And so they rode to Daphne full pelt, greatly to the anger of the too
well dressed Antiochenes, who cursed them for the mud they splashed from
wayside pools and for the dung and dust they kicked up into plucked and
penciled faces.
II. A CONFERENCE AT DAPHNE
It was not yet dusk. The sun shone on the bronze roof of the temple of
Apollo, making such a contrast to, and harmony with, marble and the
green of giant cypresses as only music can suggest. The dying breeze
stirred hardly a ripple on the winding ponds, so marble columns, trees
and statuary were reflected amid shadows of the swans in water tinted by
the colors of the sinking sun. There was a murmur of wind in the tops
of the trees and a stirring of linen-clad girls near the temple
entrance--voices droning from the near-by booths behind the shrubbery--
one flute, like the plaint of Orpheus summoning Eurydice--a blossom-
scented air and an enfolding mystery of silence.
Pertinax, the governor of Rome, had merely hinted at Olympian desire,
whereat some rich Antiochenes, long privileged, had been ejected with
scant ceremony from a small marble pavilion on an islet, formed by a
branch of the River Ladon that had been guided twenty years ago by
Hadrian's engineers in curves of exquisitely studied beauty. From
between Corinthian columns was a view of nearly all the temple precincts
and of the lawns where revelers would presently forget restraint. The
first night of the Daphne season usually was the wildest night of all
the year, but they began demurely, and for the present there was the
restraint of expectation.
Because there was yet snow on mountain-tops and the balmy air would
carry a suggestion of a chill at sunset, there were cunningly wrought
charcoal braziers set near the gilded couches, grouped around a
semicircular low table so as to give each guest an unobstructed view
from the pavilion. Pertinax--neither guest nor host, but a god, as it
were, who had arrived and permitted the city of Antioch to ennoble
itself by paying his expenses--stretched his long length on the middle
couch, with Galen the physician on his right hand, Sextus on his left.
Beyond Galen lay Tarquinius Divius and Sulpicius Glabrio, friends of
Pertinax; and on Sextus' left was Norbanus, and beyond him Marcus Fabius
a young tribune on Pertinax' staff. There was only one couch
unoccupied.
Galen was an older man than Pertinax, who was already graying at the
temples.
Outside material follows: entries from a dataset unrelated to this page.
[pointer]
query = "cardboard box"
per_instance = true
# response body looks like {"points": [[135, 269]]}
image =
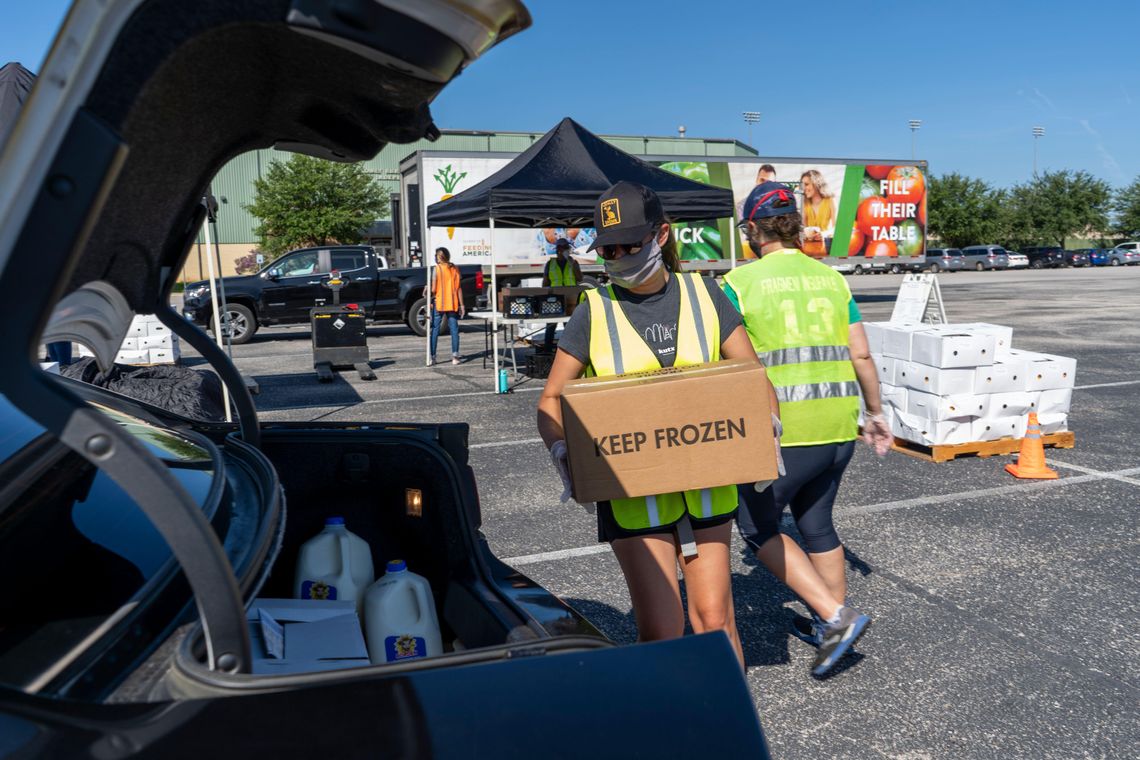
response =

Galen had the wrinkled, smiling, shrewd face of an old
philosopher who understood the trick of making himself socially
prominent in order to pursue his calling unimpeded by the bitter
jealousies of rivals. He understood all about charlatanry, mocked it in
all its disguises and knew how to defeat it with sarcastic wit. He wore
none of the distinguishing insignia that practising physicians usually
favored; the studied plainness of his attire was a notable contrast to
the costly magnificence of Pertinax, whose double-purple-bordered and
fringed toga, beautifully woven linen and jeweled ornaments seemed
chosen to combine suggestions of the many public offices he had
succeeded to.
He was a tall, lean, handsome veteran with naturally curly fair hair and
a beard that, had it been dark, would have made him look like an
Assyrian. There was a world of humor in his eyes, and an expression on
his weathered face of wonder at the ways of men--an almost comical
confession of his own inferiority of birth, combined with matter-of-fact
ability to do whatever called for strength, endurance and mere ordinary
common sense.
"You are almost ashamed of your own good fortune," Galen told him. "You
wear all that jewelry, and swagger like the youngest tribune, to conceal
your diffidence. Being honest, you are naturally frugal; but you are
ashamed of your own honesty, so you imitate the court's extravagance and
made up for it with little meannesses that comfort your sense of
extremes. The truth is, Pertinax, you are a man with a boy's
enthusiasms, a boy with a man's experience."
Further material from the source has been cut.